AdaBoost Accuracy: 0.7607820586543991


Which model is the best and why?

In [22]:
from sklearn.metrics import accuracy_score, f1_score

results = {
    'Bagging': accuracy_score(y_test, y_pred_bag),
    'Pasting': accuracy_score(y_test, y_pred_paste),
    'Random Forest': accuracy_score(y_test, y_pred_rf),
    'Gradient Boosting': accuracy_score(y_test, y_pred_gb),
    'AdaBoost': accuracy_score(y_test, y_pred_ada)
}

for model, preds in [
    ('Bagging', y_pred_bag),
    ('Pasting', y_pred_paste),
    ('Random Forest', y_pred_rf),
    ('Gradient Boosting', y_pred_gb),
    ('AdaBoost', y_pred_ada)
]:
    print(f"{model} → Accuracy: {accuracy_score(y_test, preds):.4f}, F1-score: {f1_score(y_test, preds, average='weighted'):.4f}")
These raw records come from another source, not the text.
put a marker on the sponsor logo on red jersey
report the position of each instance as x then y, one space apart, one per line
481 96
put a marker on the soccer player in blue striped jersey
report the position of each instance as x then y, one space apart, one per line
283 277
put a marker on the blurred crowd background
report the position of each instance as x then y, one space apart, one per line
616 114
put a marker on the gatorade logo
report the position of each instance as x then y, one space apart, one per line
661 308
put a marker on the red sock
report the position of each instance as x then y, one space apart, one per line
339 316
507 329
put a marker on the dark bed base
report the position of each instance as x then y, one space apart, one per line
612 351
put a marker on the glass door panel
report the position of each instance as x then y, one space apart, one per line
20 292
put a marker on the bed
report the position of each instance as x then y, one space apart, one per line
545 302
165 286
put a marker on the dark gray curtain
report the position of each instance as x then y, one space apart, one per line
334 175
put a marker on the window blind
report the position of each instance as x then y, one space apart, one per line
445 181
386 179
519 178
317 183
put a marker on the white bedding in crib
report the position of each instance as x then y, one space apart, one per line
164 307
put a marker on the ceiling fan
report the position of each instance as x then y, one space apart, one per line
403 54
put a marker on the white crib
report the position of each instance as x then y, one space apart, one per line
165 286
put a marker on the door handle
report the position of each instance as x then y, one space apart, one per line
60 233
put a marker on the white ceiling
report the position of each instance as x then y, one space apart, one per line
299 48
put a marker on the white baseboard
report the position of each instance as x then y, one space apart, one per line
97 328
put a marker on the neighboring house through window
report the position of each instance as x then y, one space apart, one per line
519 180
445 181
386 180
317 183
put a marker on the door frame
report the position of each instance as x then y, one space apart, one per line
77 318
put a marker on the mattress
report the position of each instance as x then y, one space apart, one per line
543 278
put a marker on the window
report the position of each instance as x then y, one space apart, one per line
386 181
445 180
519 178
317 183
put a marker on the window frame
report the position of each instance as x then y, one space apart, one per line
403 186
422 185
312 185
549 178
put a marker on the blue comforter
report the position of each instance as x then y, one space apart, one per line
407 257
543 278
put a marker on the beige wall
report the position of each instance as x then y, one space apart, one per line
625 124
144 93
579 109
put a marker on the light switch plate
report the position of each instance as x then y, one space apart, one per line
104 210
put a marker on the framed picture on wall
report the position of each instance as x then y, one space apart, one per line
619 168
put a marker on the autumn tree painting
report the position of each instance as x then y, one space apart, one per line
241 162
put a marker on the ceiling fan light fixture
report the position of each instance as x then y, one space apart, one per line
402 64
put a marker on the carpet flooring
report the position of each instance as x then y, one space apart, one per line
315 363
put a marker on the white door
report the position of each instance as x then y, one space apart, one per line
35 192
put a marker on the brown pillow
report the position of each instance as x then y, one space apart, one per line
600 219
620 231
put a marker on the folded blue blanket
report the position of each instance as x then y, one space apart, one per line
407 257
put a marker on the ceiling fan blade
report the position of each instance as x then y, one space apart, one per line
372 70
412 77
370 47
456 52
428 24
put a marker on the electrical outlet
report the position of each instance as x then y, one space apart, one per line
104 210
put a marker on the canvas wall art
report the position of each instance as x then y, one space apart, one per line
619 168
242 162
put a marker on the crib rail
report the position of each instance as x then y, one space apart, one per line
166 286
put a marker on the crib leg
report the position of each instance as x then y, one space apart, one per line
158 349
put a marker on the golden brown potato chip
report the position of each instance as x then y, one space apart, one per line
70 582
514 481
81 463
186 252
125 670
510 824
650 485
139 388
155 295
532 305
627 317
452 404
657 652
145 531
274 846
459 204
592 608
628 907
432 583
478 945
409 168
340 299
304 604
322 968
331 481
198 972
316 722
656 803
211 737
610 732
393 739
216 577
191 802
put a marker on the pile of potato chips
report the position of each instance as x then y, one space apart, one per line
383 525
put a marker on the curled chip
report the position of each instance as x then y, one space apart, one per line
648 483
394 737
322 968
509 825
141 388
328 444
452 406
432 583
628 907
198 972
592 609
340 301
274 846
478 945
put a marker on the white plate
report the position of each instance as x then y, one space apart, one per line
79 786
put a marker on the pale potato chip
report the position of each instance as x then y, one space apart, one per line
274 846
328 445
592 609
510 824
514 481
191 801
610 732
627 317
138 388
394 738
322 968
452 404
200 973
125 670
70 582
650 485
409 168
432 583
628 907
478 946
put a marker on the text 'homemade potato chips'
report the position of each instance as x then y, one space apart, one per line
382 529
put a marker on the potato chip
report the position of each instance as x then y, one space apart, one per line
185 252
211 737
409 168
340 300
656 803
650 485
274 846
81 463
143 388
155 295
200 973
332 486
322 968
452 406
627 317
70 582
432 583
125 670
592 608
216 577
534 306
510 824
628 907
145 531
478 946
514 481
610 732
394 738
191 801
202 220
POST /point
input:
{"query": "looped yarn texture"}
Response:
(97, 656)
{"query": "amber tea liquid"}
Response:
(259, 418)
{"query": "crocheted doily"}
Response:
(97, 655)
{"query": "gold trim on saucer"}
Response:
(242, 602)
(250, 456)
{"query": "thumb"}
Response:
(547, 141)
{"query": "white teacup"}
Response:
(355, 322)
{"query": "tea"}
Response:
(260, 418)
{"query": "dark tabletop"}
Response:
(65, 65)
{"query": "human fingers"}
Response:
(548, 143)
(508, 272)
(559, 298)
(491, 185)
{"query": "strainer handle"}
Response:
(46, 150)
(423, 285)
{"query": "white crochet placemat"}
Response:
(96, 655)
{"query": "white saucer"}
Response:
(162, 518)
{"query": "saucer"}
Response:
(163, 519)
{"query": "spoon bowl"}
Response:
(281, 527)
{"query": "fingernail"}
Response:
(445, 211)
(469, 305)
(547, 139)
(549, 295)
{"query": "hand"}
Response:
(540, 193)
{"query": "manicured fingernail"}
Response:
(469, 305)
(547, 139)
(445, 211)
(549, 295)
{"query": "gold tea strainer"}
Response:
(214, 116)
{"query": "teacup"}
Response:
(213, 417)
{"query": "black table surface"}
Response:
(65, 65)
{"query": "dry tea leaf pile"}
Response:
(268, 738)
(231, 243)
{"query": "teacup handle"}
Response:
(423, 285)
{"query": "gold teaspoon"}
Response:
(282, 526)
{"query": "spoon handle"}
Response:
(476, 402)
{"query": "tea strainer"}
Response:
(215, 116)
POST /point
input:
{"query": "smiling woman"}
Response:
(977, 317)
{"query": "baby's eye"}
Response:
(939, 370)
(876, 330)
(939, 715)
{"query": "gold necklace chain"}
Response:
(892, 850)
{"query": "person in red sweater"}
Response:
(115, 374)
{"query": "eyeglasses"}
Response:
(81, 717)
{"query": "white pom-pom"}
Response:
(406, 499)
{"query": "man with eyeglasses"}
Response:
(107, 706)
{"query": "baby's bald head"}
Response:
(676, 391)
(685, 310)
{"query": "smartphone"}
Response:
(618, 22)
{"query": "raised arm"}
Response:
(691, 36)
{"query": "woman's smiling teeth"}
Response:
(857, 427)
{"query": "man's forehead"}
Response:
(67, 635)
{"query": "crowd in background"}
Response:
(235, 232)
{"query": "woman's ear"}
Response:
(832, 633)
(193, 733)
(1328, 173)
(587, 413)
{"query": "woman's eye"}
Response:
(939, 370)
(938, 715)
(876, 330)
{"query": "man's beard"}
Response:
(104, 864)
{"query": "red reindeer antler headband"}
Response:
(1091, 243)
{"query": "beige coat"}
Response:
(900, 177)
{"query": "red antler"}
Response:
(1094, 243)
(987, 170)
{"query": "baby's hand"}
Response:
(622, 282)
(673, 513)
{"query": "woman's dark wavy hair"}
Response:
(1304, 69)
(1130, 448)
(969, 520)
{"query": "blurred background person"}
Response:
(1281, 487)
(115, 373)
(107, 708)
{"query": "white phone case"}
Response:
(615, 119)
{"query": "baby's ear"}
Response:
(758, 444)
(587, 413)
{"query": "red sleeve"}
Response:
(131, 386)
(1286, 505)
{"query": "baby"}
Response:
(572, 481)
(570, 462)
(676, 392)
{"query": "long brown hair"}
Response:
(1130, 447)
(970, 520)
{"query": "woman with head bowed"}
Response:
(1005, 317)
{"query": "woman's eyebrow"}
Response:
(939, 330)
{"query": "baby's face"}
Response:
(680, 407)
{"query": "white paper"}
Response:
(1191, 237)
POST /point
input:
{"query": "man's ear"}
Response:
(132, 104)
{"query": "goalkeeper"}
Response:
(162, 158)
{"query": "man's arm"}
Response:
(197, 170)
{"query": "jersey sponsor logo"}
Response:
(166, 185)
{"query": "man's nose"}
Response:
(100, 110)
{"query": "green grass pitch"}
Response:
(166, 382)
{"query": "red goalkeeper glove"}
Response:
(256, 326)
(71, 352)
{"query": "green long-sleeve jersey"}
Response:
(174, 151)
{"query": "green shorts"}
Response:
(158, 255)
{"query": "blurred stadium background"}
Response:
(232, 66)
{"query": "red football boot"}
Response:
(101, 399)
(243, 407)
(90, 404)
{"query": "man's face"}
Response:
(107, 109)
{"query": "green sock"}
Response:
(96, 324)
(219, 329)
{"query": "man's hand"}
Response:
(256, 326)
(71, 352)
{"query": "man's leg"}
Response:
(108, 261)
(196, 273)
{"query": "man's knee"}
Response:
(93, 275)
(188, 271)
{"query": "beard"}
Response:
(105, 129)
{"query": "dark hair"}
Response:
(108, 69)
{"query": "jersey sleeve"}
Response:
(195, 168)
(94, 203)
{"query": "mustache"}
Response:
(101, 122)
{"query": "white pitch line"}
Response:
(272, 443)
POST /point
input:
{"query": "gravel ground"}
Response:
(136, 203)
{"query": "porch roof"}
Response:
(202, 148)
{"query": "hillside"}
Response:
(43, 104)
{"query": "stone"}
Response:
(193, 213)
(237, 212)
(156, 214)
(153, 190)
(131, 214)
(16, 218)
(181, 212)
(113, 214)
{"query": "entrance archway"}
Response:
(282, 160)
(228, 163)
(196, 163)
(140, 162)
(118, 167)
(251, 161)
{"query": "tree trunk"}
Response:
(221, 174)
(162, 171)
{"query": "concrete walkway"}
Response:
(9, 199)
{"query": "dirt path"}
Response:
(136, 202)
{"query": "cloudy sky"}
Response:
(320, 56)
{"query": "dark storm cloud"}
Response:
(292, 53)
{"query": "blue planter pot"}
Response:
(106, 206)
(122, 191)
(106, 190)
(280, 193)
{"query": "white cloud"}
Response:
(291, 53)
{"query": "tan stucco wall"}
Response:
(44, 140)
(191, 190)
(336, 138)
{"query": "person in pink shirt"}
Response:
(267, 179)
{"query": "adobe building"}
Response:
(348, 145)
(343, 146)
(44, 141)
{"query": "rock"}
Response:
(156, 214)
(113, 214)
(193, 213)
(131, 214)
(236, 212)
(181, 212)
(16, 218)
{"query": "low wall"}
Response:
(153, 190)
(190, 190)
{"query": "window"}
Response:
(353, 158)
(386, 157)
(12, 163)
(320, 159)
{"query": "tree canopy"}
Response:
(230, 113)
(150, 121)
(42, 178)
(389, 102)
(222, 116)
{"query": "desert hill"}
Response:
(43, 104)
Bagging → Accuracy: 0.7717, F1-score: 0.7717
Pasting → Accuracy: 0.7510, F1-score: 0.7509
Random Forest → Accuracy: 0.7608, F1-score: 0.7607
Gradient Boosting → Accuracy: 0.7677, F1-score: 0.7671
AdaBoost → Accuracy: 0.7608, F1-score: 0.7607


In [None]:
# Based on accuracy alone, the Bagging model was the top performer in this case.
# However, Bagging and Pasting were executed together and took approximately 28 minutes to run, which was significantly longer than any of the other models.
# Considering both accuracy and computational efficiency, the Gradient Boosting model offers a strong balance and could reasonably be considered the best overall choice.